Enumeration-based Cleaner

class EnumCleaner(cleaning_definitions={})[source]

Bases: spooq2.transformer.transformer.Transformer

Cleanses a dataframe based on lists of allowed|disallowed values.

Example

>>> transformer = EnumCleaner(
>>>     cleaning_definitions={
>>>         "status": {
>>>             "elements": ["active", "inactive"],
>>>         },
>>>         "version": {
>>>             "elements": ["", "None", "none", "null", "NULL"],
>>>             "mode": "disallow",
>>>             "default": None
>>>         },
>>>     }
>>> )
Parameters:cleaning_definitions (dict) – Dictionary containing column names and respective cleansing rules

Note

Following cleansing rule attributes per column are supported:

  • elements, mandatory - list
    A list of elements which will be used to allow or reject (based on mode) values from the input DataFrame.
  • mode, allow|disallow, defaults to ‘allow’ - str
    “allow” will set all values which are NOT in the list (ignoring NULL) to the default value. “disallow” will set all values which ARE in the list (ignoring NULL) to the default value.
  • default, defaults to None - Column or any primitive Python value
    If a value gets cleansed it gets replaced with the provided default value.
Returns:

The transformed DataFrame

Return type:

pyspark.sql.DataFrame

Raises:
  • exceptions.ValueError – Enumeration-based cleaning requires a non-empty list of elements per cleaning rule! Spooq did not find such a list for column: {column_name}
  • exceptions.ValueError – Only the following modes are supported by EnumCleaner: ‘allow’ and ‘disallow’.

Warning

None values are explicitly ignored as input values because F.lit(None).isin([“elem1”, “elem2”]) will neither return True nor False but None. If you want to replace Null values you should use the method ~pyspark.sql.DataFrame.fillna from Spark.

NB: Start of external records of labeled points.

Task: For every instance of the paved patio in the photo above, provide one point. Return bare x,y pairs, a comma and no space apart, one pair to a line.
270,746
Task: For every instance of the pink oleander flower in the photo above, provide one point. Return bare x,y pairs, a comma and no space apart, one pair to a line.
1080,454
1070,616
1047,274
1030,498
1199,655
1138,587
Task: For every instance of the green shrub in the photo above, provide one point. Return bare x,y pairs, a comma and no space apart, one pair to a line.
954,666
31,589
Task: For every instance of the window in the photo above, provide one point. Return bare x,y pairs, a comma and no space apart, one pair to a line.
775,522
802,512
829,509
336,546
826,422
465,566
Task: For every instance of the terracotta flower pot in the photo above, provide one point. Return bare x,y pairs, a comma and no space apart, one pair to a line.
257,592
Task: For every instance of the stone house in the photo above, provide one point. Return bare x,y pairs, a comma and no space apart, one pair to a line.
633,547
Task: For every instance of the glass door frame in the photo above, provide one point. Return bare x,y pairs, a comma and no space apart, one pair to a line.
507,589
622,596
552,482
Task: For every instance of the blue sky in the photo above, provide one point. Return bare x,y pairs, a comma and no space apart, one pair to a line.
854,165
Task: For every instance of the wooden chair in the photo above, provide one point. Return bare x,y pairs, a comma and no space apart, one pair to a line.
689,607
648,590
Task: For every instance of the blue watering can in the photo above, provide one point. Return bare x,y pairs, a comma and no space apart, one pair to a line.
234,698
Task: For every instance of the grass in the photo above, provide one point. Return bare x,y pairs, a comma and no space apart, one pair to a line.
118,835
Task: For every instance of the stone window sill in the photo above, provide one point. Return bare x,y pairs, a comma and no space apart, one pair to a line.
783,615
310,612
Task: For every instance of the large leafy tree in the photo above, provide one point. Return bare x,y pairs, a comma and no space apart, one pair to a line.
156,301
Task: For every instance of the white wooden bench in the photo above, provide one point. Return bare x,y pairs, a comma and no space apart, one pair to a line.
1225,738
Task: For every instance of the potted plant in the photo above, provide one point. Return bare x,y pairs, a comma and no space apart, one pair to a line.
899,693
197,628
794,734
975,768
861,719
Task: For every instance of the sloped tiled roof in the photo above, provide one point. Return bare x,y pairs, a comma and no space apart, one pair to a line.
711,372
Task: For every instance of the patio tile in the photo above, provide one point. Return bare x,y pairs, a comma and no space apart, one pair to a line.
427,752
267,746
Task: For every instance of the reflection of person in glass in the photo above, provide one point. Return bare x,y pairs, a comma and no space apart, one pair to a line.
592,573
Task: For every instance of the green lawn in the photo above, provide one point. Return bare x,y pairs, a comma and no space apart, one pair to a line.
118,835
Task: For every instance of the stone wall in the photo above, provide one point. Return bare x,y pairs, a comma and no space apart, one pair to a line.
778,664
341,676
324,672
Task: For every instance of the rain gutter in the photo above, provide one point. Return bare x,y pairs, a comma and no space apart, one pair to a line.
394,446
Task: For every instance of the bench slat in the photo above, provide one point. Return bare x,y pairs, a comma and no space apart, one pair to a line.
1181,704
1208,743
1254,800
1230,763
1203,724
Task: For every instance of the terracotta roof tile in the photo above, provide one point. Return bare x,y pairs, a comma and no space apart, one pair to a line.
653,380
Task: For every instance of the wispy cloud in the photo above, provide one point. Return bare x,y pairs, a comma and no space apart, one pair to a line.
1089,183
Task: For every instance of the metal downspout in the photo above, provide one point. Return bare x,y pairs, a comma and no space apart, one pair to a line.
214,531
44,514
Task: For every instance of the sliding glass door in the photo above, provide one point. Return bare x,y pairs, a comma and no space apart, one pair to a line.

transform(input_df)[source]

Performs a transformation on a DataFrame.

Parameters:input_df (pyspark.sql.DataFrame) – Input DataFrame
Returns:Transformed DataFrame.
Return type:pyspark.sql.DataFrame

Note

This method does only take the Input DataFrame as a parameters. All other needed parameters are defined in the initialization of the Transformator Object.